CASE STUDY IN MOLECULAR
EVOLUTION NO. 6
Page 1: And the bands played on
When Darwin shook the western world with his theory of evolution (1), Mendel was still doing experiments. Darwin's concept of natural selection depended upon a renewable source of heritable variation and differential survival associated with that variation. The concepts of mutation and Mendelian genetics, well known to us, were unknown to Darwin even though he did have a rudimentary qualitative appreciation of heritable traits known as "sports." During the early decades of the 20th century genetics as a discipline grew, differentiated, and matured. Natural selection was redefined in mathematical terms associated with the relative fitness of different alleles and gene combinations. The resulting neo-Darwinism theory of evolution merged classical Darwinian ideas with those of genetics. It gained considerable acceptance through a number of influential books (2, 3, 4, 5) published before 1950. To the chagrin of paleontologists and taxonomists, evolution had become reduced to changes in gene frequency in the gene pool of a species. The assumptions of the Hardy-Weinberg equilibrium defined the sources of change (6), but always mutation and natural selection were considered important. At the dawn of the era of molecular genetics and biochemistry, the underlying mechanisms of evolution seemed well understood. In science, however, progress occurs when observations cannot be explained by theory.

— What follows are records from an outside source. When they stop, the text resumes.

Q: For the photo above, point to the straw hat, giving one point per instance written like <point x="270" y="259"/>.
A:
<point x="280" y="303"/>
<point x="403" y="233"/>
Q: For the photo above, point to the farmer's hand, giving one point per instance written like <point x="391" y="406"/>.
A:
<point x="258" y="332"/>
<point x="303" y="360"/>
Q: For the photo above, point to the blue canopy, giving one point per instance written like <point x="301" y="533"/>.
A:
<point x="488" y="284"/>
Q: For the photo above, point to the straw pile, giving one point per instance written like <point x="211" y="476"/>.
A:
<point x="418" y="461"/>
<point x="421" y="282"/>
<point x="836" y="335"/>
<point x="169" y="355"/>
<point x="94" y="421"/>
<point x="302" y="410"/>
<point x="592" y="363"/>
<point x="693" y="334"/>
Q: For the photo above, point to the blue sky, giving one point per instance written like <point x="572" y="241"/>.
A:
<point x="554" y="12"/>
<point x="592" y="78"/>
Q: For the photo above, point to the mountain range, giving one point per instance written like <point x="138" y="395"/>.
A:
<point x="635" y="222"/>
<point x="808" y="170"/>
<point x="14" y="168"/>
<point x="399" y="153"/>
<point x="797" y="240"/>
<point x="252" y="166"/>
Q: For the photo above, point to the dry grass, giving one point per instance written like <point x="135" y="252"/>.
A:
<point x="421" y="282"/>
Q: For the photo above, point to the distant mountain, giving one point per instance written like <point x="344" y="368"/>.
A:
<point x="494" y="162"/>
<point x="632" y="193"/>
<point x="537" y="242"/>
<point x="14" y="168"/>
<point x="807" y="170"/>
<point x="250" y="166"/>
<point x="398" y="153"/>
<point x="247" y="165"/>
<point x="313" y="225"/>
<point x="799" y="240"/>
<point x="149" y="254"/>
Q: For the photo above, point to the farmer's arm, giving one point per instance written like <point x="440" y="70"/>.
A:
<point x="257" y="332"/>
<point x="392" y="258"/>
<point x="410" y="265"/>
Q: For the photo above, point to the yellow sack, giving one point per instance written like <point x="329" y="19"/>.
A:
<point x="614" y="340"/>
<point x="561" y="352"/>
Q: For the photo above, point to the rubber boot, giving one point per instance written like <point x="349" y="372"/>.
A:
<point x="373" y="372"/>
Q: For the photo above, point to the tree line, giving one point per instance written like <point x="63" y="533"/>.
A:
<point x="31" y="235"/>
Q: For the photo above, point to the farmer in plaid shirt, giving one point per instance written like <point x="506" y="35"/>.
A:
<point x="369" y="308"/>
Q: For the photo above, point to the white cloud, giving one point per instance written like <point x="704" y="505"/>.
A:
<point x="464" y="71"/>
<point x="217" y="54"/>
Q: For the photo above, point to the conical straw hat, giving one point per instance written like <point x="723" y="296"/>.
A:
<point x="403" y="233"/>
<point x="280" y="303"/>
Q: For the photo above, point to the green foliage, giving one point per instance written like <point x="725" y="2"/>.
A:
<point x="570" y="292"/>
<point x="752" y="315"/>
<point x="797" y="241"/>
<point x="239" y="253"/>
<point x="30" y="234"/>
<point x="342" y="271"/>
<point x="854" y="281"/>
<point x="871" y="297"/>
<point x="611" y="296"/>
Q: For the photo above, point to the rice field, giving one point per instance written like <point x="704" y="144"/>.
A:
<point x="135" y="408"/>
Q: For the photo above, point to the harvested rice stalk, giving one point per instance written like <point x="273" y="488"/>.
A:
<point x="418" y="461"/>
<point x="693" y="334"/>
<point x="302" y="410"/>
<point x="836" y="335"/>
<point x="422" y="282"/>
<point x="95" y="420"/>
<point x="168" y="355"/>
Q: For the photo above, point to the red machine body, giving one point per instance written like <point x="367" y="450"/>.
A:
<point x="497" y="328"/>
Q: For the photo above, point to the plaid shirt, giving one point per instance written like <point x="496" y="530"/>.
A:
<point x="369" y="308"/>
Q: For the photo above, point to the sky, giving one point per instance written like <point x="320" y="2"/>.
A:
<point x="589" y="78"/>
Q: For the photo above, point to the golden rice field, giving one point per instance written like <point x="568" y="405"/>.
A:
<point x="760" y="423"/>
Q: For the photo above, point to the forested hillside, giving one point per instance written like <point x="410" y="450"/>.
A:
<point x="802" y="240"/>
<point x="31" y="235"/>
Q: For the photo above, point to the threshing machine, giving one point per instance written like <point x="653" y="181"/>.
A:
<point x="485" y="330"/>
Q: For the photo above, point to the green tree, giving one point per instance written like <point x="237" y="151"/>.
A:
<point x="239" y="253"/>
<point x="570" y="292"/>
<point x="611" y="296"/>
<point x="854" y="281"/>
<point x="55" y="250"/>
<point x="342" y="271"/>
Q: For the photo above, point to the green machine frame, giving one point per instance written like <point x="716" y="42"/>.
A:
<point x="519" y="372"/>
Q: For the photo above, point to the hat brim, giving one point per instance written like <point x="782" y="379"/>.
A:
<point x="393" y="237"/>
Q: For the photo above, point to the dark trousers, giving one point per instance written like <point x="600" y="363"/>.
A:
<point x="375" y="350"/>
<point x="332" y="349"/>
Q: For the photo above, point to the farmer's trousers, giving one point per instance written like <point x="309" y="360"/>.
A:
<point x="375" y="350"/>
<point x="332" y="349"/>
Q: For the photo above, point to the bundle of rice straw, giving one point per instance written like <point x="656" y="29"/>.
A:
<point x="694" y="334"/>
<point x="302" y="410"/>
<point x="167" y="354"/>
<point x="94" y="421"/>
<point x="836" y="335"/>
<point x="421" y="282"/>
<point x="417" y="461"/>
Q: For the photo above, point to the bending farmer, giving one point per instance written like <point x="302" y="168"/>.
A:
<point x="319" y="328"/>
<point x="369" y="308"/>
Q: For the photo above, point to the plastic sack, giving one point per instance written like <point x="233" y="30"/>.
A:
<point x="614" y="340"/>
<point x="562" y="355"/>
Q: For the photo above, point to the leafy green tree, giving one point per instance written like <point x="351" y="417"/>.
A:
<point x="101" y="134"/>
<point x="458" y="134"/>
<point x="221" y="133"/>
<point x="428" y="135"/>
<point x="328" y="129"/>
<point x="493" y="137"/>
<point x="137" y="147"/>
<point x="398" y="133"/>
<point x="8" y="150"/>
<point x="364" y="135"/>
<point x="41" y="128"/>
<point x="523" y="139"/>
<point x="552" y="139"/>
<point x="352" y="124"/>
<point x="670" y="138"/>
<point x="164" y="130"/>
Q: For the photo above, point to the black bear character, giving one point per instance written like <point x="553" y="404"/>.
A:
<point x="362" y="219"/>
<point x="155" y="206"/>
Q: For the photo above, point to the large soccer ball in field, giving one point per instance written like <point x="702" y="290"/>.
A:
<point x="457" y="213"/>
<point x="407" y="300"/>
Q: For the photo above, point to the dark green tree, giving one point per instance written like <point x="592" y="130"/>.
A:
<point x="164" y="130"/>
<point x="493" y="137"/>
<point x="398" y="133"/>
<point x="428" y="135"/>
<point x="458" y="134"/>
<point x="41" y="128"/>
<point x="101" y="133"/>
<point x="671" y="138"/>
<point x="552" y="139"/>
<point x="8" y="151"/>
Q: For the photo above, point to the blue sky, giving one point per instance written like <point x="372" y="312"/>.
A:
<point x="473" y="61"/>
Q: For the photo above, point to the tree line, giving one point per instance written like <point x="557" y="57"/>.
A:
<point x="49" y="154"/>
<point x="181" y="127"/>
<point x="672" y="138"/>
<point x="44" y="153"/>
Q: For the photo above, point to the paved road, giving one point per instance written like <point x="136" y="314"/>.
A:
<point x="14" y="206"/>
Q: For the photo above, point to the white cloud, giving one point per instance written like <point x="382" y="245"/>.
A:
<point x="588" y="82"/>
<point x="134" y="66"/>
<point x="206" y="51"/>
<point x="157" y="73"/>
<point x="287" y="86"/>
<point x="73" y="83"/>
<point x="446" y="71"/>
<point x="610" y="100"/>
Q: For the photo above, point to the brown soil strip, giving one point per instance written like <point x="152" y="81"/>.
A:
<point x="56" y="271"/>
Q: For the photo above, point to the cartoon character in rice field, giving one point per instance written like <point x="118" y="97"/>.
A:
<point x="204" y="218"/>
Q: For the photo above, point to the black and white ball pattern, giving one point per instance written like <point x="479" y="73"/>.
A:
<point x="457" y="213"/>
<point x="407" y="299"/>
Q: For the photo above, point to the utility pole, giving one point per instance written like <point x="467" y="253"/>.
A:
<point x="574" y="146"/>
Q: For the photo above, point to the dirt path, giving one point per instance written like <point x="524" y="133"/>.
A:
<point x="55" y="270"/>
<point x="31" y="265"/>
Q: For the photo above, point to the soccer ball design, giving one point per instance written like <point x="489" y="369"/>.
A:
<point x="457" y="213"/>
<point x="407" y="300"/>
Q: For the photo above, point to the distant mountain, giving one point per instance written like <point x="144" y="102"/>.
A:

In theory, if each allele has a distinctive fitness associated with it, then it is unlikely that two alleles will have exactly the same fitness. Consequently, selection will constantly favor alleles of higher fitness, making polymorphism (the coexistence of alleles at a locus) rare and probably transitory. This prevailing view (7) could not explain the extensive, yet arguably underestimated, polymorphism soon revealed by gel electrophoresis (8, 9, 10).
For initial group discussion: The figure below displays the electrophoretic patterns for Esterase E (the darkest set of bands across the middle of the figure) from 24 male orange sulfur butterflies, Colias eurytheme, collected in a single field on a single day in Austin, Texas (10a). The origin is at the bottom and migration in this non-denaturing gel is toward the anode at the top.
Complexity of Esterase E allelic variation in the Orange Sulfur Butterfly (10a)
What can you conclude from these data? What questions do you have?
1. Darwin, C. (1859) The Origin of Species.
2. Dobzhansky, T. (1937) Genetics and the Origin of Species 1st ed., Columbia University Press, New York. Also (1970) Genetics of the Evolutionary Process, Columbia University Press. (see 60th anniversary symposium by the National Academy of Science.)
3. Huxley, J. S. (1942) Evolution: The Modern Synthesis, Harper, New York.
4. Mayr, E. (1942) Systematics and the Origin of Species, Columbia University Press, New York. Also (1970) Populations, Species, and Evolution, Harvard University Press, Cambridge.
5. Simpson, G. G. (1949) The Meaning of Evolution, Yale University Press, New Haven.
6. Dobzhansky, T., Ayala, F. J., Stebbins, G. L. and Valentine, J. W. (1977) Evolution, W. H. Freeman and Co., San Francisco (see Chapter 4).
7. Simpson, G. G. (1964) Organisms and molecules in evolution, Science 146, 1535-1538.
8. Hubby, J. H. and Lewontin, R. C. (1966) A molecular approach to the study of genic heterozygosity in natural populations. I. The number of alleles at different loci in Drosophila pseudoobscura, Genetics 54, 577-594.
9. Lewontin, R. C. and Hubby, J. H. (1966) A molecular approach to the study of genic heterozygosity in natural populations. II. Amount of variation and degree of heterozygosity in natural populations of Drosophila pseudoobscura, Genetics 54, 595-609.
10. Harris, H. (1966) Enzyme polymorphisms in man, Proc. Roy. Soc. Ser. B. 164, 298-310.
10a. Burns, J. M. and Johnson, F. M. (1967) Esterase polymorphism in natural populations of a sulfur butterfly, Colias eurytheme. Science 156, 93 - 97.